B-Cell-Intrinsic Hepatitis C Virus Expression Leads To B-Cell-Lymphomagenesis And Induction Of Nf-Kappa B Signalling

Hepatitis C virus (HCV) infection leads to the development of hepatic diseases, as well as extrahepatic disorders such as B-cell non-Hodgkin's lymphoma (B-NHL). To reveal the molecular signalling pathways responsible for HCV-associated B-NHL development, we utilised transgenic (Tg) mice that express the full-length HCV genome specifically in B cells and develop non-Hodgkin type B-cell lymphomas (BCLs). The gene expression profiles in B cells from BCL-developing HCV-Tg mice, from BCL-non-developing HCV-Tg mice, and from BCL-non-developing HCV-negative mice were analysed by genome-wide microarray.
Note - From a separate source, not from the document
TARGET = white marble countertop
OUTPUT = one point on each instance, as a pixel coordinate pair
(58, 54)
In BCLs from HCV-Tg mice, the expression of various genes was modified, and for some genes, expression was influenced by the gender of the animals. Markedly modified genes such as Fos, C3, LT beta R, A20, NF-kappa B and miR-26b in BCLs were further characterised using specific assays. We propose that activation of both canonical and alternative NF-kappa B signalling pathways and down-regulation of miR-26b contribute to the development of HCV-associated B-NHL.